Speaking of funerals, I’m sorry for yours, the way it started as a text of disparate flower languages. There had been a mishap. XiǎoYuè ordered carnations and my father ordered chrysanthemums. The latter had been on the tip of my tongue, but I told her not to buy them because I assumed they would arrive regardless. Though they were invited this time, they coiled their stems together like a rat king and began growing all over, looping around our chandeliers, drowning out the carnations, raining their endless petals on the funeral-goers, avalanching over your casket. So I’m sorry no one was able to look into your casket and see you that day. Your image had been flooded over with flower.

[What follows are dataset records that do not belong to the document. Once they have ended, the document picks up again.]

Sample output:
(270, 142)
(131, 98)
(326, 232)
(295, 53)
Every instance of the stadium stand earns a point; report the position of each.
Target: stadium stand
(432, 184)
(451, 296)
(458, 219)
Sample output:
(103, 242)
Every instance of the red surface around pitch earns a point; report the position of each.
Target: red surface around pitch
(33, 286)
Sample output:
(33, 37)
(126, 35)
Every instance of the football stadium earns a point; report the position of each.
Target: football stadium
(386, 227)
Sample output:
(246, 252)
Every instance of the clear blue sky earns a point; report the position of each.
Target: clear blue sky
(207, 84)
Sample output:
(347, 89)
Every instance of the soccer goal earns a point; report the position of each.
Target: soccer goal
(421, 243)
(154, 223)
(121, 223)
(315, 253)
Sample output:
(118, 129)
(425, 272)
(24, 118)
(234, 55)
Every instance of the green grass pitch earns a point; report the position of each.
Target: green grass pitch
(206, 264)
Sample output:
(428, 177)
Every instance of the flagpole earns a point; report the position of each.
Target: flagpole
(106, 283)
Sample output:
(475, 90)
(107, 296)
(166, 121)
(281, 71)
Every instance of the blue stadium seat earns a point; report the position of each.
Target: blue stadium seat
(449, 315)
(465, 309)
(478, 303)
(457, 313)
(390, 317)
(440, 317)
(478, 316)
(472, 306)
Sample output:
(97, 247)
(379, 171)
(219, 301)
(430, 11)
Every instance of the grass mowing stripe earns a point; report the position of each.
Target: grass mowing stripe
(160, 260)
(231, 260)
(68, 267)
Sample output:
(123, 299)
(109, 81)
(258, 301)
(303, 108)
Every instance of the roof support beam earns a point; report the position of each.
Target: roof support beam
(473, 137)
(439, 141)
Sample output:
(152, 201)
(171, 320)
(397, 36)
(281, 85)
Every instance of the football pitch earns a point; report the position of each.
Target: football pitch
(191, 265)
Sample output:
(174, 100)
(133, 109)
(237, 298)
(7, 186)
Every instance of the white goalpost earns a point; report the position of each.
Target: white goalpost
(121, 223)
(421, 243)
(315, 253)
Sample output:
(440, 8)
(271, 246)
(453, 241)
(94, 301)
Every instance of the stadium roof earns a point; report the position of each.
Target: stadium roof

To answer the question you asked me a while back: no. The air quality is not much better in America, at least not in the part where I live. It was a day the weather forecast labeled “clear,” in which the bottom half of the sky was cement-colored and the hills were hazed over with a layer of low opacity gray, when I asked my father why he bought so many chrysanthemums, even though they grew towards death like pests. He told me you always said that if you could’ve raised any flower, it would’ve been the chrysanthemum. That they were used for funerals, but symbolized vitality in your country, in their manifold layers and bursting patterns. That they grew in the cold, heralding perseverance. He told me that there was no universal flower language; that flowers meant whatever we read in their beauty, whatever we wrote about their willingness to bloom when others wilted. I’m sure you’d appreciate it, then. I’m sure you would’ve asked me to close my eyes as I looked down at your casket either way, so you’d never have a final resting place. So I’d imagine your life only as a star-trail, in an endless arch over the sky, forever at your proudest, most beautiful moment.

I keep a chrysanthemum on my desk. And this may upset you, but I also burn a candle whenever I write to the dead— in case you still have any regrets, in case you summon yourself from the smoke to claim my letters. If I one day see you, I hope you carry the chrysanthemum and fly out of my window; that you find freedom in sailing across the countryside of a nation you’ve never been to before. I remember you used to tell me that I should grow up and get rich, so I could buy you a ticket to Hollywood, a mansion in LA, a starring role in the movies; maybe you can fly over the Hollywood sign, and finally see that it’s smaller than you expected.

I wonder which flower language scripts out where each chrysanthemum blooms over you while you’re in the sky— over your eye bags, your knuckles, the mouth you use more for swearing than making normal conversation. I’m sorry. When I remember you, it’s there, in your shadow: how you looked the last time I ever saw you, your knuckles purple, your fingers crushed into your hair, groaning about how you’d survive the next few months without the money. But I still imagine flowers swarming this image— braiding themselves between your fingers and silvering strands, they frame the arc of your cheeks like fine art. I still think about how chrysanthemums bloom amidst perseverance, how beauty survives in the most harrowing places.

I hope you one day find a place to plant yourself in peace. I keep looking at the sky these days, and the air pollution worsens every time. Seems like many ambitions, many past people haunt our skies— like the sky in every country is the same, our smog the same trail of spirits sprinting like shooting stars, trying to crashland in a place they can call home.

With love still,
Your zhínû

(I forgot the word for niece until XiǎoYuè reminded me what it was. It’s been a while, and I’m no one else’s zhínû anymore; if I don’t memorialize it, brandish it here, I’m scared the word might detach from me and follow you into the night.)